What is Scalping?

Scalping is a trading style aimed at profiting from small price fluctuations during the day. The strategy involves quickly and repeatedly opening and closing positions to capture even small price movements within a short period of time. The minimal profit from each trade can add up to a significant overall result. Traders who use this strategy are called scalpers.

How to use Scalping

  1. Market analysis. Traders use various analysis tools and methods to study the market and identify potential opportunities for scalping.
  2. Asset selection. Traders can select stocks, indices, or other financial instruments for scalping.
  3. Entry into position. Traders enter their positions as quickly as possible once an opportunity for scalping is identified. Price movements are small, so quick action is needed.
  4. Position management. Scalpers actively manage their positions and quickly react to market movements. For example, they can move Stop Loss to minimise losses or Take Profit for potential profit growth.
  5. Position closing. Once the target profit is reached or signs of a price movement reversal appear, scalpers close their positions quickly.
  6. Repetition of all stages. Traders repeat this work cycle many times during the trading day to get maximum profit from the market.

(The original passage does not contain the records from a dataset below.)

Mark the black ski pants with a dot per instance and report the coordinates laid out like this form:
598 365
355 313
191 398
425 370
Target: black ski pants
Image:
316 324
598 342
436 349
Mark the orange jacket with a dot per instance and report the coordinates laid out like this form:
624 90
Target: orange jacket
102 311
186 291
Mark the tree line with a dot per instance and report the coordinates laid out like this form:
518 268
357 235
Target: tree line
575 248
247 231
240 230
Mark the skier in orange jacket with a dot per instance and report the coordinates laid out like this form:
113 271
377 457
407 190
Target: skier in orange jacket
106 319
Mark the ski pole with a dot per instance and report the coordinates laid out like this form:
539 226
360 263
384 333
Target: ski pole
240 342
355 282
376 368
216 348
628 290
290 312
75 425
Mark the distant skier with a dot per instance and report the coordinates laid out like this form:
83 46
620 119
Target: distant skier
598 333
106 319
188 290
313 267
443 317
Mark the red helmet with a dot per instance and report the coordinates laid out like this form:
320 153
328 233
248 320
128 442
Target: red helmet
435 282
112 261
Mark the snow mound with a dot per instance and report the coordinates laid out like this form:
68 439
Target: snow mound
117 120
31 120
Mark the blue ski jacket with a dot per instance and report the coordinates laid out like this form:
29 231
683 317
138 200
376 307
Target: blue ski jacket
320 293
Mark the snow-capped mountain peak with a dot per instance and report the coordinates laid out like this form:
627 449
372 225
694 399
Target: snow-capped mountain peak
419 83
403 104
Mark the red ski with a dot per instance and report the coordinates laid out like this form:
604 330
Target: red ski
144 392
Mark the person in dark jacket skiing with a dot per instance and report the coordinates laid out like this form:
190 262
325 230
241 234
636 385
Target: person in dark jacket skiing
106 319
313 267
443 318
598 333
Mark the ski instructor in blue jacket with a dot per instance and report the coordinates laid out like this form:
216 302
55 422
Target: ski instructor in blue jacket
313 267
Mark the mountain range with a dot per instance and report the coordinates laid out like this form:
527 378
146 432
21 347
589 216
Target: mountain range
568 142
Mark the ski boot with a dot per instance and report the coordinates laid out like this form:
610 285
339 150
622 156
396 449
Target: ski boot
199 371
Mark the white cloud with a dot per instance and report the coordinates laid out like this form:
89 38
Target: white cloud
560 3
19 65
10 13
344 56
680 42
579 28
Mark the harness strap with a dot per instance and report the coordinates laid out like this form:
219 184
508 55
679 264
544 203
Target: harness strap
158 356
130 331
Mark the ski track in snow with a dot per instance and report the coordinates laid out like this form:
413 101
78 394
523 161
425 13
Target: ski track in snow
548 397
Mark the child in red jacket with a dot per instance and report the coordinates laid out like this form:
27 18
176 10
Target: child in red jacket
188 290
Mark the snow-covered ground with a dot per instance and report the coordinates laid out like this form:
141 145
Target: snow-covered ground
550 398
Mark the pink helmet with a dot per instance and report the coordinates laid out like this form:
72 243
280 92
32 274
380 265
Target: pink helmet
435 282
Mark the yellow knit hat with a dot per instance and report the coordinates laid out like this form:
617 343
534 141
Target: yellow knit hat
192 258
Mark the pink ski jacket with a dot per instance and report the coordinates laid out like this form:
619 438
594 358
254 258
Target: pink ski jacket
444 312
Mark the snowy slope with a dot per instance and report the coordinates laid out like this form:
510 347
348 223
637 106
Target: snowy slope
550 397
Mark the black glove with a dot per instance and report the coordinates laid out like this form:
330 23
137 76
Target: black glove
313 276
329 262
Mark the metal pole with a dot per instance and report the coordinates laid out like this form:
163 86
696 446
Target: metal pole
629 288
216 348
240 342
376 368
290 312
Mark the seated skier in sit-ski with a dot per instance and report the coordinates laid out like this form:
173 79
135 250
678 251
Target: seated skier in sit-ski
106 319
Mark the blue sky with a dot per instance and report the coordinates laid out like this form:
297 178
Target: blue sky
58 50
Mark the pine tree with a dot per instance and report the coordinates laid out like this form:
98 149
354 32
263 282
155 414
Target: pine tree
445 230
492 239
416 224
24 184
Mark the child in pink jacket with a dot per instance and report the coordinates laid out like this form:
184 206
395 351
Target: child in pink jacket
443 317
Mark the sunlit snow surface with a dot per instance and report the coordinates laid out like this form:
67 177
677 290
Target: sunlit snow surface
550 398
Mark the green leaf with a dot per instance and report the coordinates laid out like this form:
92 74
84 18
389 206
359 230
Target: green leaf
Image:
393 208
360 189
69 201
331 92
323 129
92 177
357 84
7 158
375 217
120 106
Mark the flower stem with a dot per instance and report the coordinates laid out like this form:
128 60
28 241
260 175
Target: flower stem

Popular scalping trading tools

  • Moving Average. Tests and rebounds from the Moving Average are used as signals for opening positions. The intersection of two Moving Averages with different parameters on the minute timeframes generates a lot of signals for entry into the market.
  • Stochastic Oscillator. The intersection of the indicator lines near the critical levels of 80 and 20 allows for multiple signals throughout the day. The Stochastic Oscillator changes quickly following the price chart.
  • Parabolic SAR. An indicator in the form of dots is plotted above or below the price chart: changing the position of the dots allows the scalper to catch market reversals. The Parabolic SAR reacts quickly to price movements on one-minute charts.
  • Relative Strength Index. This indicator can find overbought and oversold areas near the critical levels of 70 and 30.
  • Price patterns. Scalpers can adapt classic graphic patterns to work on one-minute charts.

Scalping advantages

  • Fast results
  • Short-term trades
  • Minimal Stop Loss
  • Work schedule flexibility for the trader

Scalping disadvantages

  • Transaction costs. A scalper makes several trades and pays a commission for each of them, which affects the result and effectiveness of the strategy.
  • Elevated levels of emotional stress. The more trades, the higher the stress level for the trader.
  • Risks of incurring losses in case of high volatility. The amount of potential losses incurred per trading day due to a high level of volatility can exceed the amount of potential profit by several times.
  • Tough trader requirements. A scalper must understand the market, be able to withstand emotional pressure, and quickly analyse the situation to make a decision.